I congratulate Rishi Sunak on becoming the first UK Prime Minister of Asian descent. That, in itself, is a milestone and an achievement that should be celebrated. But it doesn’t take away from the fact that we need a General Election now.

In a very unfunny Tory version of Groundhog Day, some of the same runners and riders tried to persuade their colleagues to pick them this time. But, of course, it wasn’t quite the same. With an even further lurch to the ludicrous, Boris Johnson flew home from his holidays (parliament is NOT in recess, by the way) with some of his acolytes touting him as the great saviour. ‘Boris or Bust’, according to Rees-Mogg!

How short do they think the public memory actually is?

But what do all these shenanigans actually mean for the people I represent here in Clackmannanshire & Dunblane? Well, nothing at all – and a great deal indeed. I know that sounds totally contradictory, but both are true.

Because the choice of Prime Minister has been in the hands of an incredibly shrinking electorate: Boris Johnson became Prime Minister following a General Election, but it was one where, as is usual, the Tories were well beaten in Scotland. Indeed, they haven’t won a majority of the seats here since the 1950s. After Johnson was, rightly, ousted, his replacement was chosen by Tory party members, and now Rishi Sunak has simply emerged from the back room deals and WhatsApp chats amongst Tory MPs.

They don’t care that Sunak, too, was fined for his part in Downing Street parties during lockdown. Or, that there are a lot of question marks over the tax he and his wife pay on their massive incomes, not to mention his holding onto a US green card until October 2021 - more than six years after he became an MP and over 18 months after he became Chancellor of the Exchequer.

So, the democratic deficit grows and grows, and we - repeatedly - have no say over who will implement the policies that affect us all.

And that is where it matters a great deal. Because it is the decisions that these Tory Prime Ministers make that have plunged us into a cost of living crisis, that force people into horrific choices about heating and eating, that have tanked the pound and caused upheaval in the mortgage market.

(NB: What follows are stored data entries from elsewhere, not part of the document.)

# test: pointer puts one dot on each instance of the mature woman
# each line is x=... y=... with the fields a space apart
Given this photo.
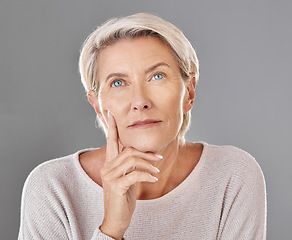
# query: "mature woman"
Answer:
x=140 y=74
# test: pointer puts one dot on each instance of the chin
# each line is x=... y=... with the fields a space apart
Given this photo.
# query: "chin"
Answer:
x=146 y=144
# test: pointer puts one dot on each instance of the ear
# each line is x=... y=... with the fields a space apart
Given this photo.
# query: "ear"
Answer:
x=189 y=94
x=91 y=96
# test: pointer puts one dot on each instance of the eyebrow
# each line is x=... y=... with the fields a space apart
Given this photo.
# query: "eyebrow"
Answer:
x=117 y=74
x=156 y=66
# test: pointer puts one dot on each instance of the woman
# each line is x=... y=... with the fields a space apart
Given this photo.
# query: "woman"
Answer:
x=140 y=75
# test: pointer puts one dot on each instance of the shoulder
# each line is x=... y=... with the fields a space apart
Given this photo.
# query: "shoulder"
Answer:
x=52 y=174
x=233 y=162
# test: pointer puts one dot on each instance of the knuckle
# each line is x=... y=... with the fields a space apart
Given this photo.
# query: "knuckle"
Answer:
x=130 y=151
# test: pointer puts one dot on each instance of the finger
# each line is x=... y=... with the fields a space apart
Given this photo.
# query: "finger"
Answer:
x=136 y=176
x=112 y=149
x=129 y=153
x=132 y=165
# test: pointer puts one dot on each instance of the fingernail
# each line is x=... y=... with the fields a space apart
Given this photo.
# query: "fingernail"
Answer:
x=156 y=179
x=109 y=114
x=159 y=156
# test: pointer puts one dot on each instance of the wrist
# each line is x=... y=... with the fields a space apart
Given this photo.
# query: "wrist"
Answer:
x=112 y=232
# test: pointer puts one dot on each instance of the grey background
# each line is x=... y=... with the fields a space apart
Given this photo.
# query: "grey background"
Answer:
x=243 y=96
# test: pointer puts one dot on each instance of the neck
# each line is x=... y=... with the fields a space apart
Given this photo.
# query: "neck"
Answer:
x=168 y=177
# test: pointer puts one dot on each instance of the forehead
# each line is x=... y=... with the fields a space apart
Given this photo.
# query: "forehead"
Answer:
x=134 y=54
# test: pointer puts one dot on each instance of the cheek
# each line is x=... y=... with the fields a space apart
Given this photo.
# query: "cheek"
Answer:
x=115 y=105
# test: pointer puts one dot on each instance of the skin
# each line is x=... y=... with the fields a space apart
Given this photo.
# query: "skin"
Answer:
x=139 y=79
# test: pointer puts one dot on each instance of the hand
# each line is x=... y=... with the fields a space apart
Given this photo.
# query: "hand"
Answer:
x=120 y=173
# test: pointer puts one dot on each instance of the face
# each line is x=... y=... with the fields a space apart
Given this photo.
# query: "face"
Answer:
x=141 y=85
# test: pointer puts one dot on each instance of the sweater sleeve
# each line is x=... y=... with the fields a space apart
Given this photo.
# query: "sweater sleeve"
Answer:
x=46 y=212
x=243 y=213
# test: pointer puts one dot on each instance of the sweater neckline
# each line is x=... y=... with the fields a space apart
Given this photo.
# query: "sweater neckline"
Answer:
x=182 y=186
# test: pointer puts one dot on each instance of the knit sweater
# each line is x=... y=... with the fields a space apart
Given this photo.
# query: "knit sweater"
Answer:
x=224 y=197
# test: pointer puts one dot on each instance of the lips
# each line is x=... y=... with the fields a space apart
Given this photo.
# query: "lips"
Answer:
x=145 y=123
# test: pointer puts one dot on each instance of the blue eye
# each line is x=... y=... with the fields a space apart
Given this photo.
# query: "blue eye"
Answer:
x=158 y=76
x=117 y=83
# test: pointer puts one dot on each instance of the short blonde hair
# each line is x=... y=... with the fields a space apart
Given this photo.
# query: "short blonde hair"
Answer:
x=137 y=25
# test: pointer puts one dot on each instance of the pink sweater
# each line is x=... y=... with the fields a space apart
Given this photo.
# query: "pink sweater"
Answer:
x=224 y=197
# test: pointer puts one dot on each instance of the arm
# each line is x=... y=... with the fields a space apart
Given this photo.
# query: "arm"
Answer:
x=244 y=208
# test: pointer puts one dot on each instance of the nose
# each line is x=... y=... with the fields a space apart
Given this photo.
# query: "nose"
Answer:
x=140 y=99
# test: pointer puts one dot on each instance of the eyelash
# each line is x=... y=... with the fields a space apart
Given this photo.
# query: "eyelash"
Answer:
x=158 y=73
x=123 y=83
x=113 y=82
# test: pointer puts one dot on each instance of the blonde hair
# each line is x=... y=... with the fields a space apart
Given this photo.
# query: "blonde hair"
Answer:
x=138 y=25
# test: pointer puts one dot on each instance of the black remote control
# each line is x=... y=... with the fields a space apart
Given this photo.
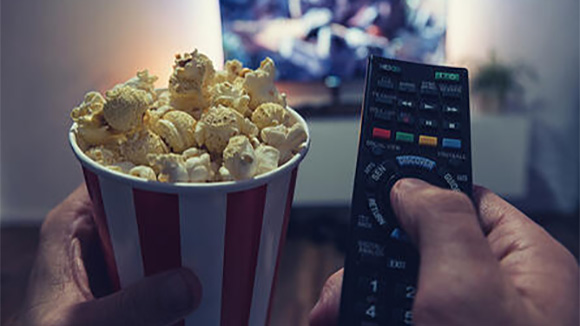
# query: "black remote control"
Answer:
x=415 y=123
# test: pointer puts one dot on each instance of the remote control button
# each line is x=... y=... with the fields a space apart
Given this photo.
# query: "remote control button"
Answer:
x=429 y=106
x=429 y=88
x=376 y=211
x=450 y=109
x=376 y=148
x=372 y=252
x=428 y=123
x=368 y=323
x=406 y=118
x=408 y=87
x=449 y=90
x=405 y=292
x=371 y=285
x=455 y=162
x=381 y=133
x=403 y=317
x=406 y=104
x=448 y=125
x=370 y=312
x=404 y=137
x=386 y=83
x=416 y=162
x=427 y=141
x=382 y=114
x=364 y=222
x=451 y=143
x=390 y=68
x=397 y=264
x=399 y=235
x=384 y=98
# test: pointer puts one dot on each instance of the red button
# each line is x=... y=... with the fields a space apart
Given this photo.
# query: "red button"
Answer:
x=381 y=133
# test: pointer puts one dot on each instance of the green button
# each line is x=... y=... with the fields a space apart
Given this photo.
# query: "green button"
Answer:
x=405 y=136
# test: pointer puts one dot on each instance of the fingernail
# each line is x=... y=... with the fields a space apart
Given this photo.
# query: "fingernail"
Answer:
x=408 y=185
x=179 y=295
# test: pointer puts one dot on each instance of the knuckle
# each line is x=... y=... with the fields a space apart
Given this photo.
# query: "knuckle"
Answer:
x=127 y=306
x=446 y=200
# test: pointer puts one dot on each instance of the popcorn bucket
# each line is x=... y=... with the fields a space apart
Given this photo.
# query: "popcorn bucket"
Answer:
x=229 y=233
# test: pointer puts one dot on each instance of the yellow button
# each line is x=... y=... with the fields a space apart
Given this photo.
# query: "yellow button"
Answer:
x=427 y=140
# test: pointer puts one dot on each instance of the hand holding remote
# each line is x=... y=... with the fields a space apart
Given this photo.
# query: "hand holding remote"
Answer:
x=514 y=273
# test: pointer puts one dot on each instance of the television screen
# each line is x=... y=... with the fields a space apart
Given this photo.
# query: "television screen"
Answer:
x=313 y=39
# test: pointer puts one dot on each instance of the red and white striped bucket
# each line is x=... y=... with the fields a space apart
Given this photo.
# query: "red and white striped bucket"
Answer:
x=229 y=233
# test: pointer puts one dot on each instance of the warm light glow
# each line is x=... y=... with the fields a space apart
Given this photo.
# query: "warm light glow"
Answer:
x=111 y=40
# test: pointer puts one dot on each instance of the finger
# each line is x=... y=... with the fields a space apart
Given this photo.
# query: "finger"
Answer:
x=509 y=230
x=56 y=266
x=73 y=215
x=455 y=257
x=443 y=224
x=155 y=301
x=540 y=267
x=325 y=312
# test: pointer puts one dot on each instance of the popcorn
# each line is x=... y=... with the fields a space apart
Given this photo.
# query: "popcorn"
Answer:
x=92 y=128
x=171 y=167
x=144 y=82
x=224 y=174
x=218 y=125
x=199 y=168
x=285 y=139
x=259 y=84
x=140 y=144
x=103 y=155
x=270 y=114
x=193 y=152
x=125 y=107
x=123 y=167
x=239 y=158
x=143 y=171
x=227 y=95
x=207 y=126
x=267 y=158
x=233 y=70
x=176 y=128
x=189 y=84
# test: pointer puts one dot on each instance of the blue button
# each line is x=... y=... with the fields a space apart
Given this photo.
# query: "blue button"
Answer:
x=451 y=143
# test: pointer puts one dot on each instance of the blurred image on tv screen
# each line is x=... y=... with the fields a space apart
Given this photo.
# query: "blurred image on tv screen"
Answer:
x=312 y=39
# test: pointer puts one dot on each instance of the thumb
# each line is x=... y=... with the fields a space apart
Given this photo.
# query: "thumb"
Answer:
x=158 y=300
x=444 y=226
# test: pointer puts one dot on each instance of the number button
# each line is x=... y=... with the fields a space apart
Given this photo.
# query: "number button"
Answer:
x=405 y=291
x=402 y=317
x=448 y=125
x=371 y=311
x=428 y=123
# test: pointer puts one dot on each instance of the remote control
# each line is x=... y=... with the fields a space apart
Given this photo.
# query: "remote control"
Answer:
x=415 y=123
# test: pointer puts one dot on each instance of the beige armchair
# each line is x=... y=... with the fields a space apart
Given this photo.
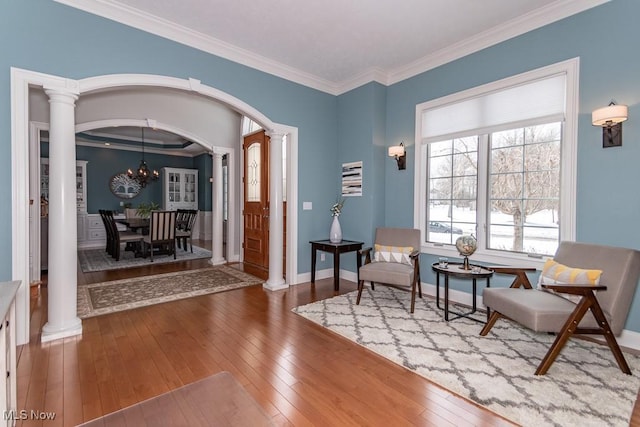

All of this, of course, on top of the ‘original flavour’ Tory chaos that is Brexit.

Britain is broken and Scotland needs to put this Disunited Kingdom behind us. We need to be back as part of the European Union, the largest trading bloc in the world, and we need to regain democratic control over our own future.

None of the UK parties have that on offer.

Scotland needs to determine our own democratic and economic path. We are now on the fifth UK Prime Minister since the 2016 Independence Referendum. Don’t tell me now is not the time!